Death Of A Typographer

Byetone

Raster Noton – 2008
par Simon, le 15 octobre 2008
8

Bien qu’en retrait derrière les autres cofondateurs du label Raster Noton (Alva Noto en tête), Olaf Bender, mieux connu sous son pseudonyme Byetone, n’en garde pas moins une position de force au sein de l’équipe: graphiste émérite, c’est à lui qu’appartient la lourde tâche de réaliser les pochettes des sorties du label, connues pour leur aspect ultra-minimal et leur efficacité visuelle sans pareil. Après avoir pondu un nombre restreint de productions pour le label (car souvent occupé à monter sur pied des visuels live détonants pour monsieur Alva Noto), Byetone se lance enfin dans une première entreprise musicale d’envergure, sobrement appelée Death Of A Typographer.

Et les intentions d’emblée posées dans « Plastic Star », maxi ô combien ravageur paru il y a peu, annoncent directement la couleur: une techno fluide et pourtant bel et bien massive, dirigée avec sobriété et sérénité. Premier constat qui saute aux yeux, Byetone sait concilier puissance dancefloor et minimalisme opaque sans que l’association ne paraisse lourde ou poussive. C’est que la texture presque industrielle du traitement donne ici une intensité rare à des titres bien souvent dépouillés, conférant à ces basses une richesse appréciable.

Le lien entre les qualités de graphiste d’Olaf Bender et celles de musicien saute dès lors directement aux yeux. Comme pour les pochettes qu’il réalise, Byetone jette sur ordinateur des lignes générales qui feront office de cadre pour les détails à venir. Détails qui respecteront scrupuleusement les bornes préalablement placées par notre architecte du son. Quel meilleur exemple que le diptyque « Capture This Part (Part I)/ Capture This Part (Part II) » qui représente à lui seul ce synthétisme méthodique qui caractérise l’album dans son entier: le champ d’action est d’abord soigneusement délimité par de délicates nappes d’ambient chargées de drones (Part I), nappes sur lesquelles viendront se poser avec délicatesse une pluie de beats techno rigides couverte par son lot de bleeps microscopiques, en parfaite adéquation avec ce qui précédait (Part II). La conséquence directe d’un tel travail de production est une cohérence de tous les instants, qui étonne quand on sait que le passage sur format long est une expérience neuve et encore vierge pour notre producteur.

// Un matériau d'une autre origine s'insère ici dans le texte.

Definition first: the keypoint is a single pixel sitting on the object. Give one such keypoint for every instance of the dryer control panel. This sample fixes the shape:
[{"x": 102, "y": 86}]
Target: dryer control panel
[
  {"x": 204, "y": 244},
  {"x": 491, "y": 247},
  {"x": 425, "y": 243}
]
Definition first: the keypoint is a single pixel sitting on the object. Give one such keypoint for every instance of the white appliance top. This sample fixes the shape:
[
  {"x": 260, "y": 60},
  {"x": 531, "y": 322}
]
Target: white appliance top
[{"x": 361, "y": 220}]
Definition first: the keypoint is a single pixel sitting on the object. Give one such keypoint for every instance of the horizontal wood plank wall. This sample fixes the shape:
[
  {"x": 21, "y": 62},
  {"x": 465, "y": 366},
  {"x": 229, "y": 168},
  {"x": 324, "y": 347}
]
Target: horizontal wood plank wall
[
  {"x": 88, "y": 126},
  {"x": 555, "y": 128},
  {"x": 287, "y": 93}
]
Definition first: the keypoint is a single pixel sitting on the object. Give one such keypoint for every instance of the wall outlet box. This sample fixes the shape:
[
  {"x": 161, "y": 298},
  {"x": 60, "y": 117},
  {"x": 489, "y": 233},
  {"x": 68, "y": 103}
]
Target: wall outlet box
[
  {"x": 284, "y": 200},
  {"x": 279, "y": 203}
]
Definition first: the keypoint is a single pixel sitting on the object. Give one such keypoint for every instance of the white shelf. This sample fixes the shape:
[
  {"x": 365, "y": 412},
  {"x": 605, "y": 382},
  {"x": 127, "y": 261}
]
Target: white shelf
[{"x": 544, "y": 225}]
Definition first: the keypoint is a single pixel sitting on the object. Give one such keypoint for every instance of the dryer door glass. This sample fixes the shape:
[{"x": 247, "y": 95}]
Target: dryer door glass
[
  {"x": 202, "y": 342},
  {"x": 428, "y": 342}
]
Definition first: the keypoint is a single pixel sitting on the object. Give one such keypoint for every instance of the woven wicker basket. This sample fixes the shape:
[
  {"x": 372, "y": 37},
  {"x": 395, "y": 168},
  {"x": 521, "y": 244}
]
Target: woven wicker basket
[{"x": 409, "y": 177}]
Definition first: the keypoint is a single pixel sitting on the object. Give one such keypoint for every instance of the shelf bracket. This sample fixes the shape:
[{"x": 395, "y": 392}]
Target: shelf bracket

On tient donc là un disque forcément de très haute tenue, qui concilie avec doigté les exigences d’une techno noble et fière et les particularismes liés à l’écurie pour laquelle Byetone a choisi de travailler (et donc l’orientation sonore qui en découle directement). Mais au-delà, comme pour le disque de Kangding Ray, Raster Noton crée avec Death Of A Typographer une nouvelle porte d’entrée pour permettre aux « non-initiés » de pénétrer avec plus d’accessibilité le cercle de ces producteurs de génie. Byetone gagne sur tous les plans sans rien lâcher pour autant, et ceci est assez peu courant pour être souligné. Essentiel.